Henry made a violent effort with his tongue. “No!” he cried.

“But you prayed before.”

“Yes, I prayed before—because my mother would have liked it. She would have wanted me to pray at least once, more as a proof of her training than for any other reason, a reassurance to her that she had done her duty by me.”

“Would you die heretic, Sir Henry? Aren’t you afraid of death?”

“I am too tired, sir, or too lazy, to consider problems of heresy. And I am not afraid of death. I have seen much violence, and no man whom I have admired was afraid of death, but only of dying. You see, sir, death is an intellec­tual matter, but dying is pure pain. And this death of mine is very pleasant so far. No, sir; I am not afraid even of dy­ing. It is comfortable, and it would be quiet if I could only be left alone. It is as though I were about to sleep after a great effort.”

He heard the Vicar’s voice again; but, though the warm hand still stroked his wrist, the voice came from a mighty distance.

“He will not answer me,” the Vicar was saying. “I am perplexed for his soul.”

Then he heard his wife speaking to him. “You must pray, dear. Every one does. How can you get to heaven if you do not pray?”

There she was again, intent on making a contract with God. But Henry did not want to look at her. Naïve though her philosophy was, her eyes were as deep and as sad as the limitless sky. He wanted to say, “I won’t want to get to heaven once I am dead. I won’t want them to disturb me.” They made such a commotion about this death.

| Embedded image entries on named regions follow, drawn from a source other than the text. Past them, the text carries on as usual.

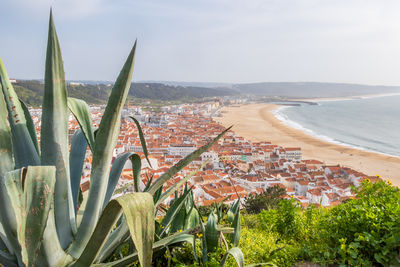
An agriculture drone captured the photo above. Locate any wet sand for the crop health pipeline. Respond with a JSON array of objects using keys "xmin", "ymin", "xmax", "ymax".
[{"xmin": 214, "ymin": 104, "xmax": 400, "ymax": 186}]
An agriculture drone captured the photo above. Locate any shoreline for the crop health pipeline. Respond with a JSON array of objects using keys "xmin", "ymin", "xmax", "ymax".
[
  {"xmin": 214, "ymin": 104, "xmax": 400, "ymax": 186},
  {"xmin": 288, "ymin": 93, "xmax": 400, "ymax": 103},
  {"xmin": 271, "ymin": 104, "xmax": 400, "ymax": 159}
]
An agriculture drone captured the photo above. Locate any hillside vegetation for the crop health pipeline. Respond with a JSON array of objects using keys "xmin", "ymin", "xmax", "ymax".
[{"xmin": 14, "ymin": 80, "xmax": 236, "ymax": 106}]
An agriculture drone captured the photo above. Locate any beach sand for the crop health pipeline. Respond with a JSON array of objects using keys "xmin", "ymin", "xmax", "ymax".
[{"xmin": 214, "ymin": 104, "xmax": 400, "ymax": 186}]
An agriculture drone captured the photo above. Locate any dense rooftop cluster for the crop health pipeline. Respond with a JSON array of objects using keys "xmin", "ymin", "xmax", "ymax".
[{"xmin": 31, "ymin": 102, "xmax": 380, "ymax": 209}]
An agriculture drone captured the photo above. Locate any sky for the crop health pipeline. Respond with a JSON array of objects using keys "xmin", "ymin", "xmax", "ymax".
[{"xmin": 0, "ymin": 0, "xmax": 400, "ymax": 85}]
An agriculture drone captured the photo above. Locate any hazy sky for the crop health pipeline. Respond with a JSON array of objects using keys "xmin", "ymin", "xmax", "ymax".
[{"xmin": 0, "ymin": 0, "xmax": 400, "ymax": 85}]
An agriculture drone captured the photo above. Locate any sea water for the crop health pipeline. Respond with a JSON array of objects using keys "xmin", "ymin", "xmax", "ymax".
[{"xmin": 275, "ymin": 95, "xmax": 400, "ymax": 156}]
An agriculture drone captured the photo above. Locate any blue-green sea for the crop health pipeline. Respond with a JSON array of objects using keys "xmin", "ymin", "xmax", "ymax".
[{"xmin": 275, "ymin": 95, "xmax": 400, "ymax": 156}]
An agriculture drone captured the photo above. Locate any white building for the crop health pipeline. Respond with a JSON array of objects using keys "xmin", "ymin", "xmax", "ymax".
[
  {"xmin": 285, "ymin": 147, "xmax": 301, "ymax": 161},
  {"xmin": 167, "ymin": 144, "xmax": 196, "ymax": 157}
]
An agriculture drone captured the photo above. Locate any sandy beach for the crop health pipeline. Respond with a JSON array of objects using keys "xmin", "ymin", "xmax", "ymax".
[{"xmin": 214, "ymin": 104, "xmax": 400, "ymax": 186}]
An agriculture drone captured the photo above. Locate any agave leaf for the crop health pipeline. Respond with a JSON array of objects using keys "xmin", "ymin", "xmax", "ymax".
[
  {"xmin": 70, "ymin": 42, "xmax": 136, "ymax": 257},
  {"xmin": 0, "ymin": 250, "xmax": 18, "ymax": 267},
  {"xmin": 36, "ymin": 203, "xmax": 74, "ymax": 266},
  {"xmin": 92, "ymin": 232, "xmax": 195, "ymax": 267},
  {"xmin": 155, "ymin": 162, "xmax": 206, "ymax": 207},
  {"xmin": 68, "ymin": 97, "xmax": 94, "ymax": 151},
  {"xmin": 221, "ymin": 247, "xmax": 244, "ymax": 267},
  {"xmin": 19, "ymin": 99, "xmax": 40, "ymax": 155},
  {"xmin": 5, "ymin": 166, "xmax": 56, "ymax": 266},
  {"xmin": 40, "ymin": 12, "xmax": 76, "ymax": 249},
  {"xmin": 168, "ymin": 206, "xmax": 186, "ymax": 233},
  {"xmin": 69, "ymin": 129, "xmax": 88, "ymax": 210},
  {"xmin": 153, "ymin": 187, "xmax": 162, "ymax": 207},
  {"xmin": 103, "ymin": 152, "xmax": 133, "ymax": 209},
  {"xmin": 0, "ymin": 63, "xmax": 19, "ymax": 258},
  {"xmin": 72, "ymin": 193, "xmax": 154, "ymax": 267},
  {"xmin": 158, "ymin": 191, "xmax": 190, "ymax": 236},
  {"xmin": 148, "ymin": 126, "xmax": 232, "ymax": 194},
  {"xmin": 95, "ymin": 219, "xmax": 129, "ymax": 263},
  {"xmin": 130, "ymin": 154, "xmax": 141, "ymax": 192},
  {"xmin": 0, "ymin": 223, "xmax": 14, "ymax": 255},
  {"xmin": 231, "ymin": 212, "xmax": 240, "ymax": 247},
  {"xmin": 113, "ymin": 182, "xmax": 134, "ymax": 196},
  {"xmin": 183, "ymin": 207, "xmax": 201, "ymax": 230},
  {"xmin": 205, "ymin": 213, "xmax": 219, "ymax": 252},
  {"xmin": 143, "ymin": 176, "xmax": 154, "ymax": 192},
  {"xmin": 0, "ymin": 59, "xmax": 40, "ymax": 168},
  {"xmin": 227, "ymin": 198, "xmax": 240, "ymax": 224},
  {"xmin": 129, "ymin": 116, "xmax": 153, "ymax": 168}
]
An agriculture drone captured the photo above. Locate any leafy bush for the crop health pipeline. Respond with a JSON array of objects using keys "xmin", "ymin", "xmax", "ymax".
[
  {"xmin": 319, "ymin": 180, "xmax": 400, "ymax": 266},
  {"xmin": 244, "ymin": 186, "xmax": 286, "ymax": 214},
  {"xmin": 244, "ymin": 181, "xmax": 400, "ymax": 266},
  {"xmin": 258, "ymin": 199, "xmax": 301, "ymax": 241}
]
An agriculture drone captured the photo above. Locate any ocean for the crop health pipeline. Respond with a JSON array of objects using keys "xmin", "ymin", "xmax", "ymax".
[{"xmin": 275, "ymin": 95, "xmax": 400, "ymax": 156}]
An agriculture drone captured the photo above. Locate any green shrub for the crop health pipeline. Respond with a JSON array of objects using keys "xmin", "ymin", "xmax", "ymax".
[
  {"xmin": 244, "ymin": 186, "xmax": 286, "ymax": 214},
  {"xmin": 320, "ymin": 180, "xmax": 400, "ymax": 266},
  {"xmin": 259, "ymin": 199, "xmax": 301, "ymax": 241}
]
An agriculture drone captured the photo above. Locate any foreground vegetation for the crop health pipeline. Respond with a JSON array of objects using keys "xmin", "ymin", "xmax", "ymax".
[
  {"xmin": 0, "ymin": 11, "xmax": 244, "ymax": 267},
  {"xmin": 0, "ymin": 9, "xmax": 400, "ymax": 266},
  {"xmin": 168, "ymin": 181, "xmax": 400, "ymax": 266}
]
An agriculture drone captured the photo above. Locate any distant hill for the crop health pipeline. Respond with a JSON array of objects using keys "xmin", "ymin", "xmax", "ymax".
[
  {"xmin": 14, "ymin": 80, "xmax": 236, "ymax": 106},
  {"xmin": 232, "ymin": 82, "xmax": 400, "ymax": 98},
  {"xmin": 129, "ymin": 83, "xmax": 237, "ymax": 100}
]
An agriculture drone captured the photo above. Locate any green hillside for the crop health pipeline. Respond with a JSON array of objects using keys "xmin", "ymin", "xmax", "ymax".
[{"xmin": 14, "ymin": 80, "xmax": 235, "ymax": 106}]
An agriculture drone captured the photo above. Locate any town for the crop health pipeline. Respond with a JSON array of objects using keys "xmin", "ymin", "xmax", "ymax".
[{"xmin": 30, "ymin": 100, "xmax": 380, "ymax": 207}]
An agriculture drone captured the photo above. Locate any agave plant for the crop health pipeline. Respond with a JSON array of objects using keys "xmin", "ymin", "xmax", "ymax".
[
  {"xmin": 0, "ymin": 12, "xmax": 229, "ymax": 267},
  {"xmin": 156, "ymin": 183, "xmax": 244, "ymax": 266}
]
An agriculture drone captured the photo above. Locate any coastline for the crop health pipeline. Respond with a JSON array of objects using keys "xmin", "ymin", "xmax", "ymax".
[
  {"xmin": 214, "ymin": 104, "xmax": 400, "ymax": 186},
  {"xmin": 288, "ymin": 93, "xmax": 400, "ymax": 102}
]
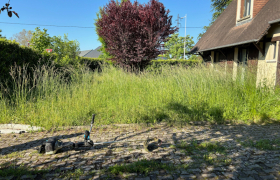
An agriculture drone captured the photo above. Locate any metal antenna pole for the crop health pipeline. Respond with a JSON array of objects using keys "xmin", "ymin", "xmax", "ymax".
[{"xmin": 181, "ymin": 15, "xmax": 187, "ymax": 59}]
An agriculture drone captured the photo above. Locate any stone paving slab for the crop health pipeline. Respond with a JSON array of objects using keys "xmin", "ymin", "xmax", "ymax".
[{"xmin": 0, "ymin": 124, "xmax": 280, "ymax": 180}]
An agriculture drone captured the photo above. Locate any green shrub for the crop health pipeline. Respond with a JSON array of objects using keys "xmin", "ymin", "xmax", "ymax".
[{"xmin": 0, "ymin": 38, "xmax": 54, "ymax": 82}]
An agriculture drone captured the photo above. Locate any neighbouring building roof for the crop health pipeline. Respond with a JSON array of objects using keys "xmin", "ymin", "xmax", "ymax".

The doctor had come back into the room. “He is un­conscious,” the booming voice proclaimed. “I think I will bleed him again.”

Henry felt the scalpel cut into his arm. It was pleasant. He hoped they would cut him again and again. But the il­lusion was contradictory. Rather than feeling the blood leaving him, he sensed a curious warmth slipping through his body. His breast and arms tingled as though some robust, ancient wine were singing in his veins.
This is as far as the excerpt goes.